With increasing automation and robots in labs, what will happen to the skilled and unskilled workforce in the medical diagnostics centre?
‘Automation’ is a bit scary for workers, as efficient automation, robots or cobots can work faster, cheaper, and nonstop. However, the automated processes can vastly improve productivity and efficiency. It is already happening in pathology labs and at a rapid pace. The hematology, biochemistry immunoassays microbiology, molecular testing, etc is getting fully automated. Robotic arms are taking care of pre-analytical space. Digital technology has changed healthcare delivery. Test ordering is getting fully automated. In hospitals, samples are being transported by pneumatic tubes. These changes are improving the efficiency of the testing process. As we go ahead, we will see more advances, but I don’t think we can replace laboratory technicians. On the contrary, technicians will be doing more meaningful jobs and will feel more satisfied with their work.
“The COVID -19 pandemic will definitely accelerate investment in lab automation when the full services are restored. This might take a while, but major providers have already started exploring the possibility for the adoption of complete automation in all processes, from pre-analytical, analytical to post-analytical.”
I feel with cobots in our labs, will result in better quality job creation. Workers will not be doing repetitive tasks that may hurt them or expose them risks that cobots can perform efficiently at a reasonable cost, accurately, and with no issues of bio safety hazards.
Any automation will lead to more human empowerment. Automation may eliminate the need for manual labour but can never eliminate the need for knowledge. However unskilled workers will need to update themselves and get more skilled as we move forward.

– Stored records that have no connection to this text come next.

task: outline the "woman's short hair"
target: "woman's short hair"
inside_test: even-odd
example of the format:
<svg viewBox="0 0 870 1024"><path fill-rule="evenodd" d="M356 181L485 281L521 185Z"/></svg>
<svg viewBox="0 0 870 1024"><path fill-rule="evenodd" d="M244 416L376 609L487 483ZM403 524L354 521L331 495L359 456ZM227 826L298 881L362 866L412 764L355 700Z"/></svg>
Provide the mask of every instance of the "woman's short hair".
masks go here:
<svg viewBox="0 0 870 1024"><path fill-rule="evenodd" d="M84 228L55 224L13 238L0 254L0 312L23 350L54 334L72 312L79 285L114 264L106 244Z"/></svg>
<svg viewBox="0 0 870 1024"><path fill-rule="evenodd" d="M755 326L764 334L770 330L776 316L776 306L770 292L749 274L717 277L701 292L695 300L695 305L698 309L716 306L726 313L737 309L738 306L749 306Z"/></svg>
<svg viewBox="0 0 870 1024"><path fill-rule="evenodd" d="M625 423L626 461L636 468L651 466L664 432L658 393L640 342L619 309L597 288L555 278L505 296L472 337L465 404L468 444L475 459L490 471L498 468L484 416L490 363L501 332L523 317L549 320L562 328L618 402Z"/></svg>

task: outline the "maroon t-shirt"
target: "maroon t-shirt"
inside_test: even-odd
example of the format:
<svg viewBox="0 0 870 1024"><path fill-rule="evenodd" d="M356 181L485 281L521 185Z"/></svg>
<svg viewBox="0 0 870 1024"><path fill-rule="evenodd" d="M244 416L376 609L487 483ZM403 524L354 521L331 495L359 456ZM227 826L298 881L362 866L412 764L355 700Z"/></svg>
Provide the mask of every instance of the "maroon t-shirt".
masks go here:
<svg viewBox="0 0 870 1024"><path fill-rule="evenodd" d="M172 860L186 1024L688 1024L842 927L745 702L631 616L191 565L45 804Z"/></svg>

How receptive is the Indian diagnostics industry to being machine-dependent, what does the future look like?
The new technologies and the process of automation are going to cost. Labs have to invest capital for gains. As the capital expenditure is going to be on the higher side, there is some reluctance in Indian Diagnostic labs to adopt these measures. Skilled manpower is still available at a lower cost as compared to the developed world. But with increasing fixed costs, labs are facing challenges to scale up and even sustain their operations, in spite of 18-20% growth year on year. Thus labs are left with no option but to adopt maximum possible automation for survival.
How cost-effective is automation? Give examples.
Automation will help in improving margins for sure. A good automation process can reduce human errors. Such errors cost whether pre or post-analytical or analytical are a part of the expense of any lab. Reduction in errors will lead to reduced repeat sampling, reduced repeat tests, and rechecks, timely delivery of results which can lead to more reflux testing SPL in emergency patients. Inventory management is another area that will lead to timely stock alerts and reduce inventory holding and keep a check on the expiry of kits. All this will definitely help to improve lab margins and improve service delivery.